Open keighrim opened 1 year ago
So the batch is pushed via https://github.com/clamsproject/aapb-annotations/commit/1ad4d54e591c92ad6d33972e941f27bc78cbce38 .
How I selected: from the 27 randomly sampled videos, I eliminated any videos that were annotated during "development" rounds either by G or J. Then among the remaining videos, I picked 5 GUIDs that have all different middle number (259, 507, 512, 516, 525), hoping that the number means some sort of clustering.
And here's the # of images under each video.
$ for l in $(cat batches/creditparsing-11.txt); do echo $l ; ls ~/creditparsing-data/images/$l.* | wc -l ; done
cpb-aacip-259-nv998n13
46
cpb-aacip-507-930ns0mg7g
44
cpb-aacip-512-cj87h1fh8t
22
cpb-aacip-516-3t9d50gq8v
60
cpb-aacip-525-w66930q54c
72
Next step will be writing a piece of code to measure the inter annotator agreement. Few things to think about while implementing a IAA calculation.
What are we doing when some annotators skip a frame that other annotators annotated? Should we calculate the IAA for just the annotators that did annotate it? Should one/some annotators skipping affect the score?
Let's have a two calculations; one with all the images, and the other with images that both (or all) annotators annotated.
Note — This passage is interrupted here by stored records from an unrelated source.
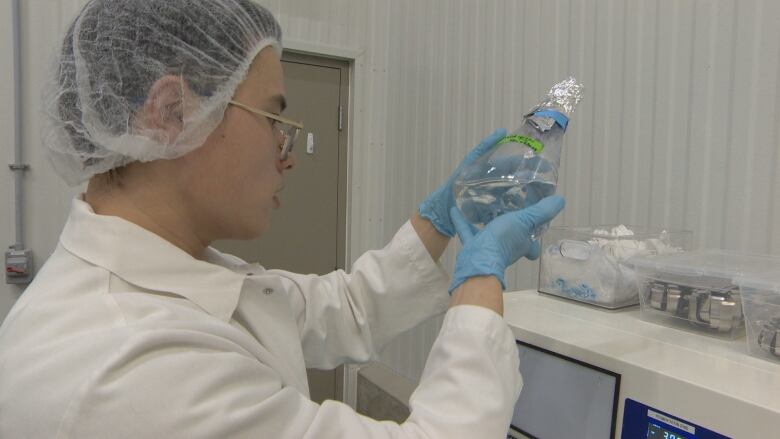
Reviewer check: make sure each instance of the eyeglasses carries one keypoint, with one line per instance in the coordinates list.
(289, 129)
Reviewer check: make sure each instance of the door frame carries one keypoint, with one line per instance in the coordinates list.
(344, 68)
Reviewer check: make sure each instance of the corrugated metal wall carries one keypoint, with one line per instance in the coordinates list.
(679, 126)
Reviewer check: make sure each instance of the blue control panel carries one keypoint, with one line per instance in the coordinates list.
(641, 421)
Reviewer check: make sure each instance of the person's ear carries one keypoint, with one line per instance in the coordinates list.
(162, 115)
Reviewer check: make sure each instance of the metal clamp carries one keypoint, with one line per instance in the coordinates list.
(718, 310)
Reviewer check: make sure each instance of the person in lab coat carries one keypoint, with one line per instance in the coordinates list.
(136, 328)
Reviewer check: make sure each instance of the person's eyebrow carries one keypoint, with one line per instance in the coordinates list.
(280, 101)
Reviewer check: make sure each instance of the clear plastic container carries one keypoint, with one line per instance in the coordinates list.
(522, 168)
(696, 290)
(585, 263)
(761, 306)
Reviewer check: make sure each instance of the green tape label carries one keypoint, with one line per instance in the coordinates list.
(532, 143)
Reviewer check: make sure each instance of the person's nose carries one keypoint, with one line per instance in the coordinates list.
(289, 162)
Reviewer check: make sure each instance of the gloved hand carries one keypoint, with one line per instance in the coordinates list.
(436, 208)
(503, 241)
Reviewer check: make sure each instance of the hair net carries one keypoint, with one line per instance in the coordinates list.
(112, 54)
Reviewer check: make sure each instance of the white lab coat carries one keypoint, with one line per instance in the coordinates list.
(123, 335)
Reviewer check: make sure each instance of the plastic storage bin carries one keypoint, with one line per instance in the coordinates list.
(585, 263)
(696, 290)
(761, 306)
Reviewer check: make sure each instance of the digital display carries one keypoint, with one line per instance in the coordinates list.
(655, 431)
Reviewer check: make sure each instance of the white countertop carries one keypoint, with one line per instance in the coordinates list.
(617, 340)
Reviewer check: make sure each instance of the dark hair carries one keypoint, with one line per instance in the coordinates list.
(110, 36)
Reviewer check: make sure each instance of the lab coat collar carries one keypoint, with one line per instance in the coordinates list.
(143, 258)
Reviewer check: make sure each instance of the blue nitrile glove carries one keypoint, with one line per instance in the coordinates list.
(503, 241)
(436, 208)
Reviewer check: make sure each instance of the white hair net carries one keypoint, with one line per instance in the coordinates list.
(113, 53)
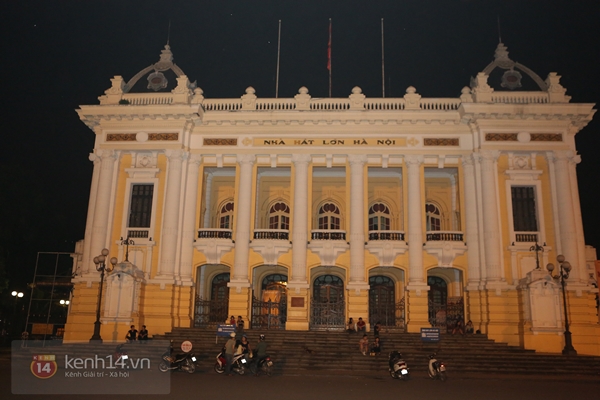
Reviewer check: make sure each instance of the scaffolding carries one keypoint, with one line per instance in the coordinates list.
(50, 298)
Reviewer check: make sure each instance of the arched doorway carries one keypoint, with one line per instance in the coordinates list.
(327, 303)
(269, 308)
(383, 307)
(437, 296)
(214, 310)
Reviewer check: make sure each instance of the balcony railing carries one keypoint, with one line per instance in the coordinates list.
(327, 234)
(272, 234)
(444, 236)
(214, 233)
(386, 235)
(530, 237)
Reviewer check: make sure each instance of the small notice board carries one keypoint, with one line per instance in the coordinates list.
(430, 334)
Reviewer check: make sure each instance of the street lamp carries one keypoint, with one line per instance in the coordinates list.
(537, 248)
(565, 268)
(101, 266)
(17, 295)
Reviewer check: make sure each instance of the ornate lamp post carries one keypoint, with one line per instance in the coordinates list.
(537, 248)
(565, 268)
(101, 266)
(17, 295)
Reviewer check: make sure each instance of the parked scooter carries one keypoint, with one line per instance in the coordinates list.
(265, 365)
(184, 361)
(397, 366)
(240, 362)
(437, 369)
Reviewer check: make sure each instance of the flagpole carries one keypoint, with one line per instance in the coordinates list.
(329, 57)
(382, 63)
(278, 56)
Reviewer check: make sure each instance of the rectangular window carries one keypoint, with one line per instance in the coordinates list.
(524, 209)
(140, 210)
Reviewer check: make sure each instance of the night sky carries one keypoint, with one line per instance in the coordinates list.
(61, 54)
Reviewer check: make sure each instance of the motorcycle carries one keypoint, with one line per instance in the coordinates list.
(397, 366)
(264, 365)
(437, 369)
(184, 361)
(240, 361)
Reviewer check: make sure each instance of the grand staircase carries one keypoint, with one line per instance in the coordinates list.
(335, 352)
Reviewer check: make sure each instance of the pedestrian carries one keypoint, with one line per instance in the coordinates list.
(229, 350)
(364, 344)
(131, 334)
(376, 329)
(361, 326)
(351, 327)
(261, 352)
(376, 347)
(143, 335)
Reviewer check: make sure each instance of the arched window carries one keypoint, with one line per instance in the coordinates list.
(329, 216)
(279, 216)
(219, 289)
(434, 217)
(379, 217)
(328, 289)
(226, 216)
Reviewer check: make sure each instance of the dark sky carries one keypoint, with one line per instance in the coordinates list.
(59, 54)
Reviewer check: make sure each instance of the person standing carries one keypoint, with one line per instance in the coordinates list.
(361, 326)
(131, 334)
(229, 350)
(261, 352)
(364, 344)
(143, 335)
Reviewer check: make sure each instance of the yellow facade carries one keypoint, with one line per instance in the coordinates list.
(410, 212)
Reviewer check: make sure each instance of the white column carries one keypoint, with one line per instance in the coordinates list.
(300, 220)
(357, 220)
(472, 229)
(189, 217)
(566, 214)
(581, 262)
(491, 226)
(87, 243)
(415, 221)
(170, 224)
(102, 206)
(242, 221)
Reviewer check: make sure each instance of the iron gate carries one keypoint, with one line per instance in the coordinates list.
(269, 314)
(210, 312)
(388, 315)
(445, 316)
(327, 315)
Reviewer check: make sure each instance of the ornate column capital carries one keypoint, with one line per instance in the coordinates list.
(174, 154)
(249, 159)
(414, 160)
(357, 159)
(468, 160)
(301, 158)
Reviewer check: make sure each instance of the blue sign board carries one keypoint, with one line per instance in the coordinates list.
(430, 334)
(225, 330)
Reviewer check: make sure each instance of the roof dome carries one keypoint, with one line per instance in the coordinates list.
(155, 73)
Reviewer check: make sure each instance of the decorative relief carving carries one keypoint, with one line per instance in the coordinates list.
(513, 137)
(501, 137)
(163, 136)
(220, 142)
(132, 137)
(121, 137)
(546, 137)
(440, 142)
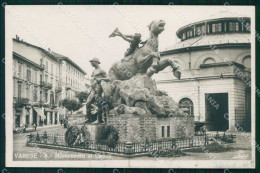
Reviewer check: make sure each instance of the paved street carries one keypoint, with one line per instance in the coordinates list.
(23, 152)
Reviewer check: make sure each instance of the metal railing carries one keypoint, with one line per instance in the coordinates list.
(131, 147)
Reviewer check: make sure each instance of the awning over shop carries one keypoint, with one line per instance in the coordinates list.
(62, 111)
(39, 112)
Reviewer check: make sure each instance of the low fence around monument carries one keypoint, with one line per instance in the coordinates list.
(58, 140)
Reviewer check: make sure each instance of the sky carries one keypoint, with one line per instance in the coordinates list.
(81, 32)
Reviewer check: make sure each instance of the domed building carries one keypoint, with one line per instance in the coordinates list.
(215, 59)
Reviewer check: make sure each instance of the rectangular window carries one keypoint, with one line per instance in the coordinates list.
(40, 95)
(168, 131)
(46, 66)
(35, 78)
(216, 27)
(191, 33)
(19, 91)
(184, 36)
(162, 131)
(35, 94)
(203, 29)
(233, 26)
(188, 34)
(20, 69)
(46, 78)
(41, 78)
(28, 76)
(46, 95)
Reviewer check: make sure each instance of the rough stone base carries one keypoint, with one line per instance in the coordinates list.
(136, 128)
(95, 130)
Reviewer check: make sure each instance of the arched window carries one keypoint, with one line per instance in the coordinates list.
(247, 61)
(209, 60)
(188, 104)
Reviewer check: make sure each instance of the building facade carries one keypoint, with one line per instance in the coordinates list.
(38, 85)
(214, 56)
(72, 77)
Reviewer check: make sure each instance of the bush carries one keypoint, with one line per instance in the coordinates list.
(167, 152)
(110, 136)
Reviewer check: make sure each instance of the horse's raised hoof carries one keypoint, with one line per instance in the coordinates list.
(177, 74)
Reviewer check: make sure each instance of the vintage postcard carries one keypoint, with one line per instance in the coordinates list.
(130, 86)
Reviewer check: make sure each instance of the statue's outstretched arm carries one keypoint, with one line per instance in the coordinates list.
(126, 38)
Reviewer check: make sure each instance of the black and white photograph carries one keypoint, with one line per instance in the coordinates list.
(123, 86)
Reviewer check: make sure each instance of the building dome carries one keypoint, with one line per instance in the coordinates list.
(223, 27)
(220, 23)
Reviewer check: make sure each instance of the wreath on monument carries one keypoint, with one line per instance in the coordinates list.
(109, 136)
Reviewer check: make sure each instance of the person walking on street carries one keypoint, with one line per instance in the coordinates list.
(35, 126)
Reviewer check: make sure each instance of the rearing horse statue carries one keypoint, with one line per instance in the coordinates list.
(145, 60)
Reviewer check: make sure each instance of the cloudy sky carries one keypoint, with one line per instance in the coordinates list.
(81, 32)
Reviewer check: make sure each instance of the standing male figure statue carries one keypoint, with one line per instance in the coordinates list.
(96, 90)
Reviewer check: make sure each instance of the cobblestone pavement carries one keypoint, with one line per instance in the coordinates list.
(23, 152)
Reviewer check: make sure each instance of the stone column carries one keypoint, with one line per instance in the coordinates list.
(53, 118)
(22, 117)
(58, 117)
(48, 118)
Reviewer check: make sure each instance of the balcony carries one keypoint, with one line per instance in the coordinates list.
(68, 86)
(39, 104)
(46, 85)
(58, 89)
(20, 102)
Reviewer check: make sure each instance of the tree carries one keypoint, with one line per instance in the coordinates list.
(71, 105)
(82, 96)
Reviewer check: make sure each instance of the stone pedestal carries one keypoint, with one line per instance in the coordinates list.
(95, 131)
(136, 128)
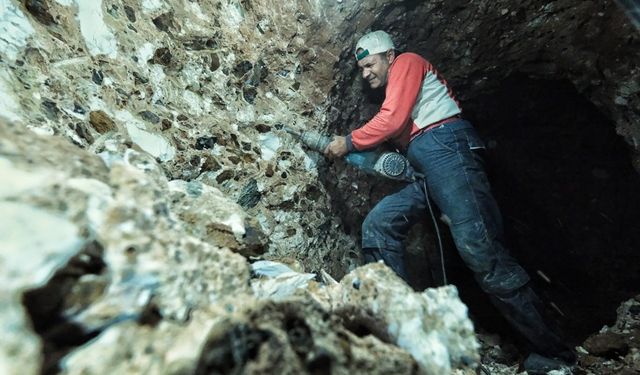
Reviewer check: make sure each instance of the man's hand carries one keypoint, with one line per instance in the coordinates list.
(337, 148)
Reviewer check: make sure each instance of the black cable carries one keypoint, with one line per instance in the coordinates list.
(435, 224)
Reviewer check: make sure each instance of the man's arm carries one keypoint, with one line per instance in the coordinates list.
(337, 148)
(403, 87)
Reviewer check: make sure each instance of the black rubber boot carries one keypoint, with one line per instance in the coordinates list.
(522, 308)
(536, 364)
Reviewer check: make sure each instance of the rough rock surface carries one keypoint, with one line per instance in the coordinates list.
(127, 278)
(184, 102)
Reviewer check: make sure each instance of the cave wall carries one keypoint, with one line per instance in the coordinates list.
(204, 87)
(146, 142)
(481, 48)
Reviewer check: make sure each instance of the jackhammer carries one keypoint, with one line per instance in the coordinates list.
(387, 164)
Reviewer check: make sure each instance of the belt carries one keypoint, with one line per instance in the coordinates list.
(434, 125)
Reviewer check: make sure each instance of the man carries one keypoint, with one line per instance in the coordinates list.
(421, 116)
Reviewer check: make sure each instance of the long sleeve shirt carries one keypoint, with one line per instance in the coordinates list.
(415, 98)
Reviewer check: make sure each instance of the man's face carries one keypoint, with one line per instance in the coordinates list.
(375, 69)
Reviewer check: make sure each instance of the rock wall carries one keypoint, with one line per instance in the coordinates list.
(145, 165)
(146, 162)
(205, 88)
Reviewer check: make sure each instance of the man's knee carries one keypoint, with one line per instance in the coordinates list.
(374, 224)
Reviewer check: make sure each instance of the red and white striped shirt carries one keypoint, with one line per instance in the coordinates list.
(416, 97)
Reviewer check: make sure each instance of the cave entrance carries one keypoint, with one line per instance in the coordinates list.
(569, 196)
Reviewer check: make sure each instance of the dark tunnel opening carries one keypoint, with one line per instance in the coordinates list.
(567, 189)
(568, 194)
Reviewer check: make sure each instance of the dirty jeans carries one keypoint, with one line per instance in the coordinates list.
(455, 179)
(457, 183)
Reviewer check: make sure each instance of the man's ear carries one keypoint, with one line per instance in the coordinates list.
(391, 55)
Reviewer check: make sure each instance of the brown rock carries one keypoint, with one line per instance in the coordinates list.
(101, 122)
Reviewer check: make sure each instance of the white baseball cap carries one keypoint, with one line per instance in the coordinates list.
(372, 43)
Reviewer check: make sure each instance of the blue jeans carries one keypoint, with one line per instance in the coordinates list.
(458, 185)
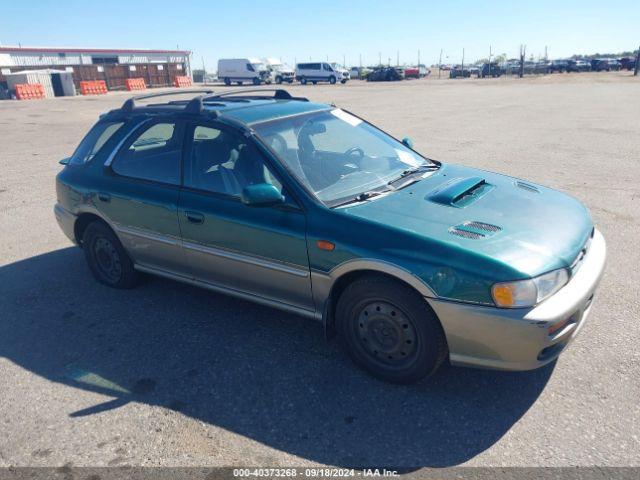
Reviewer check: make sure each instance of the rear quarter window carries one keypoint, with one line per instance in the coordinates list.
(93, 142)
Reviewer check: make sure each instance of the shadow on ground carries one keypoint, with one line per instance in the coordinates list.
(258, 372)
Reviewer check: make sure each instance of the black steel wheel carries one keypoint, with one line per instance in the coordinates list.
(107, 259)
(390, 330)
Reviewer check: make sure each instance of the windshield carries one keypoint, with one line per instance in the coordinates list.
(338, 156)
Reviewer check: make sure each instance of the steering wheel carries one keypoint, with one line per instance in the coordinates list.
(360, 153)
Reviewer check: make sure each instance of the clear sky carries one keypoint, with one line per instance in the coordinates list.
(301, 29)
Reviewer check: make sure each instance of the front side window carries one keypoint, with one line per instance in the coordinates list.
(338, 156)
(224, 162)
(154, 154)
(94, 141)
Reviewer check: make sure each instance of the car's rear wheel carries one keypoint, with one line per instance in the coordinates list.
(389, 330)
(107, 259)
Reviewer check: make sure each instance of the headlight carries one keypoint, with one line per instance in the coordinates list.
(527, 293)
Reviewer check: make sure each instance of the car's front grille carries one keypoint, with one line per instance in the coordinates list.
(465, 233)
(487, 227)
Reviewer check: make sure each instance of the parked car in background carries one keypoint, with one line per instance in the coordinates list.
(491, 70)
(557, 66)
(320, 72)
(384, 74)
(627, 63)
(459, 72)
(340, 69)
(280, 72)
(304, 207)
(240, 70)
(605, 65)
(359, 73)
(578, 66)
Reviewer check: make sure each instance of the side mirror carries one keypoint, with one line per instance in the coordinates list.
(407, 142)
(261, 195)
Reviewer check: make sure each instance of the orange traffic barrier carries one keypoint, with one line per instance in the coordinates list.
(29, 91)
(182, 81)
(93, 87)
(135, 84)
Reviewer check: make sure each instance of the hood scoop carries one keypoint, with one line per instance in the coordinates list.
(474, 230)
(460, 192)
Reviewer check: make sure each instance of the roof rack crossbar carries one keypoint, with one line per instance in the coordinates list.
(130, 104)
(278, 94)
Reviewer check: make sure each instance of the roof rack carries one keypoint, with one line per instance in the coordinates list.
(278, 94)
(130, 104)
(197, 104)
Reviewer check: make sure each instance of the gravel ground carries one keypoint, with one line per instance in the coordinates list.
(172, 375)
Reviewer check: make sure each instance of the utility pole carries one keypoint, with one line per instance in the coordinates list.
(489, 60)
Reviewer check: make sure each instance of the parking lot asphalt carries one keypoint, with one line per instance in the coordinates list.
(168, 374)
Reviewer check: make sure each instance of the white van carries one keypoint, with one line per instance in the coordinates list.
(242, 70)
(320, 72)
(280, 72)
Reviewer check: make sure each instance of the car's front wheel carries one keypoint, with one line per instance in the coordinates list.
(107, 259)
(389, 330)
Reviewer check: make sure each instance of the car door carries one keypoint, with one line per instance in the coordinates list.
(259, 251)
(139, 196)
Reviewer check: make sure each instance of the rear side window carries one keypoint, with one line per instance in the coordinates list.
(94, 141)
(154, 154)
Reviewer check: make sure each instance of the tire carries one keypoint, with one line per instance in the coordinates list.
(389, 330)
(108, 261)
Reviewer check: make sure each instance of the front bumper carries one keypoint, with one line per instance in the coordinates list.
(519, 339)
(66, 221)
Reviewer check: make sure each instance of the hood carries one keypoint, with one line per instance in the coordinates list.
(527, 227)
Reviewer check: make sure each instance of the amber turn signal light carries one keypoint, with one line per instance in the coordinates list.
(325, 245)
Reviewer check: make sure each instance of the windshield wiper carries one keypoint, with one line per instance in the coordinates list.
(412, 171)
(361, 197)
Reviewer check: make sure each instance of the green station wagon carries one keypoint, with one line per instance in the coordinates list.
(306, 207)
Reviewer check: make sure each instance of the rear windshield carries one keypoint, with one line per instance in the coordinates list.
(93, 142)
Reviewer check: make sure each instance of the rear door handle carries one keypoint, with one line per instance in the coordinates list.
(194, 217)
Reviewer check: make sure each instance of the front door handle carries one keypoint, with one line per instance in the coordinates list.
(194, 217)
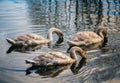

By the first criteria, if one skipped an image while the other annotator added some r-f pairs, all the pairs will be counted as "disagreement".
As an incomplete response to the above questions: We should generate multiple metrics...
On frame differences ====
One percentage for frames that are in any way different.
Another percentage for frames where one+ annotator skips while one+ annotator did not.
For each frame, on character differences ====
Conversation with Marc and Sam also included using modified BLEU scores and considering dropping "linkage" errors to priority 2 for now (more details to be provided by Sam if needed).
A thread to keep a record on the set of data (videos or images) that we can use to train new annotators.